Pint-sized pocket parks
Bend has more than 80 public parks, which range from riverfront hiking spots to family-friendly playgrounds.
But some of its most charming additions have few frills at all. Instead, they serve as a delicious breath of fresh air on patches of land not otherwise suitable for development.
That’s the case with Laurel Pocket Park, which is a lovely little oasis at the intersection of Olney and 8th Street. Constructed entirely with community donations, its paver pathway offers a small space to stroll, or you can simply settle in to survey the birds and bugs and native plants that fill its small spaces. It’s a way station for March butterflies, and also part of the Great Sunflower Project (a study on hive collapse).
Want another quirky pocket park to check out on your Bend vacation? There’s an eensy-weensy triangle of a park in Downtown Bend created by OreGrown cannabis company. Learn more about it here.

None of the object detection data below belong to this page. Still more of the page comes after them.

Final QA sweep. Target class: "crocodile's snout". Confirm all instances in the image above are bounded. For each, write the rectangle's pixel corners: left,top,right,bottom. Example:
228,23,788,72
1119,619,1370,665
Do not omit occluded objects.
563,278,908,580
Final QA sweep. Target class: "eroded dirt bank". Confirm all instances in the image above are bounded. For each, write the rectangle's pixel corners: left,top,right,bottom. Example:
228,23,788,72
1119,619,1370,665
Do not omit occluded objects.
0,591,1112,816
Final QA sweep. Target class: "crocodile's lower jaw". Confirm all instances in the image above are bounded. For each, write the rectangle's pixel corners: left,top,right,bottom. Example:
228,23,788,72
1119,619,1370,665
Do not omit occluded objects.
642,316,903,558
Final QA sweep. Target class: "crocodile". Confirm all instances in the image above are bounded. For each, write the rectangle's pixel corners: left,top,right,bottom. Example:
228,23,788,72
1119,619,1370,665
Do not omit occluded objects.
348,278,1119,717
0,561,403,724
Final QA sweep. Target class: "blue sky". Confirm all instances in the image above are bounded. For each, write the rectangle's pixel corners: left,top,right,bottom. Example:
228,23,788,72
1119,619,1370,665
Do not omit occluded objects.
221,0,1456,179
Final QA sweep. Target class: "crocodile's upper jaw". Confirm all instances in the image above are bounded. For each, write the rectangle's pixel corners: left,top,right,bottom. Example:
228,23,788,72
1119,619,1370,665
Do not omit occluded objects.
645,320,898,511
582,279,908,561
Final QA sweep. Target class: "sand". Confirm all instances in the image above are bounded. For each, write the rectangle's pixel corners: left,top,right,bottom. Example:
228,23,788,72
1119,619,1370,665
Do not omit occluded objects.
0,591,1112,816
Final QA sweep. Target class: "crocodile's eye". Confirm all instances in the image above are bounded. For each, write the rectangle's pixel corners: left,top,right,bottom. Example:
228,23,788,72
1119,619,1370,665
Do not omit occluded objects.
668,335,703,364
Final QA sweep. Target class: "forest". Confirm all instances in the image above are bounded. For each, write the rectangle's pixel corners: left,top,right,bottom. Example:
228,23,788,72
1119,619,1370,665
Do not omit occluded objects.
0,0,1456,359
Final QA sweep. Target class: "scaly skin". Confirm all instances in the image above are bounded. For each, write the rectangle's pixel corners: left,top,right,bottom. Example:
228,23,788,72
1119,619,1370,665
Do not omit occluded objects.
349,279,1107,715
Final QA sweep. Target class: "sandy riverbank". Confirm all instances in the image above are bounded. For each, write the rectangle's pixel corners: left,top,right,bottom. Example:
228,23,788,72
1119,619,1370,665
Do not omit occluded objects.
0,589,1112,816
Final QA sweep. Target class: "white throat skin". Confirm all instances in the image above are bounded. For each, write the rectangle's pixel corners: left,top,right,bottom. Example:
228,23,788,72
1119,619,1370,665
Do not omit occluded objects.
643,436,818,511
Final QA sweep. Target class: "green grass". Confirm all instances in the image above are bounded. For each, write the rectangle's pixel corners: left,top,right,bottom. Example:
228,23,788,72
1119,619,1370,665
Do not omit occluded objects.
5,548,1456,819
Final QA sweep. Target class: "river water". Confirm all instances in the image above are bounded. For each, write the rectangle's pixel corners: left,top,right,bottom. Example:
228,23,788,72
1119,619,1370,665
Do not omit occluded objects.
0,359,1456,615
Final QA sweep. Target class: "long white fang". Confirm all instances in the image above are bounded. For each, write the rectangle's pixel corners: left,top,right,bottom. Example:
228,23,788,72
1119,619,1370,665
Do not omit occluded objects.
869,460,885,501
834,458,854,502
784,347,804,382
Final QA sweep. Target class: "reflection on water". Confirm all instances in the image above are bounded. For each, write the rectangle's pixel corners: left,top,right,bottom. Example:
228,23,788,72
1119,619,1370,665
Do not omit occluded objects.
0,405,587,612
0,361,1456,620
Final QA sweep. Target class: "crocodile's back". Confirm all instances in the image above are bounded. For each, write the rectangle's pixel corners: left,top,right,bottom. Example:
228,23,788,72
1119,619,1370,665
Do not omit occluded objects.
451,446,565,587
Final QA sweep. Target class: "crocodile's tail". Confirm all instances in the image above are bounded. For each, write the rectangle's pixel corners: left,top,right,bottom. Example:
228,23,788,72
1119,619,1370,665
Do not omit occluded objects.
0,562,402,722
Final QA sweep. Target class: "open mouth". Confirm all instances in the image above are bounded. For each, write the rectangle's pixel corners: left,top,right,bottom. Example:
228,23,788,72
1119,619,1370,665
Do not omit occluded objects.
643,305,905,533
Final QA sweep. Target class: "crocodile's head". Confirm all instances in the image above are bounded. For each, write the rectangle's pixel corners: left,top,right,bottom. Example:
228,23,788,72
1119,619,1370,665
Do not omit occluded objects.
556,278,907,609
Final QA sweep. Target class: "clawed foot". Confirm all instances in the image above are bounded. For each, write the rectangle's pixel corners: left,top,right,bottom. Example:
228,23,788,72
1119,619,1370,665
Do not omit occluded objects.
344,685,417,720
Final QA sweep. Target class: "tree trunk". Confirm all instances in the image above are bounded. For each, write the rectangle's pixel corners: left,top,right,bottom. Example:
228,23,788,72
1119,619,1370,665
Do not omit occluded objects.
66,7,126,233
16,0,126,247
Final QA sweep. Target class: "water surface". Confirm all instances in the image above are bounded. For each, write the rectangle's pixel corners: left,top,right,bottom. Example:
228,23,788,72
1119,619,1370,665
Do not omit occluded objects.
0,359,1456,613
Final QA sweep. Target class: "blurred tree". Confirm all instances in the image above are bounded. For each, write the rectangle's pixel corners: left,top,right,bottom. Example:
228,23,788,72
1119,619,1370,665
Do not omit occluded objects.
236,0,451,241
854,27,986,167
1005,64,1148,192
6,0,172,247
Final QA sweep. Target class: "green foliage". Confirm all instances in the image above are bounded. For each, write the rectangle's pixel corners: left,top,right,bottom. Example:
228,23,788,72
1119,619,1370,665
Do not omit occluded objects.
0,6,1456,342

Creepy crawlies at the High Desert Museum
Sure, the bobcat and otters and birds of prey are the showiest animals at Bend’s popular High Desert Museum.
But tucked back in the Desertarium, you’ll meet some of the littlest inhabitants of our high desert landscape. Froggies and spiders and scorpions (oh my!) are safe behind glass so you can get a close-up view of these small but remarkable creatures.
It’s a sweet opportunity to learn about these integral members of our desert ecosystem and what you can do to protect them.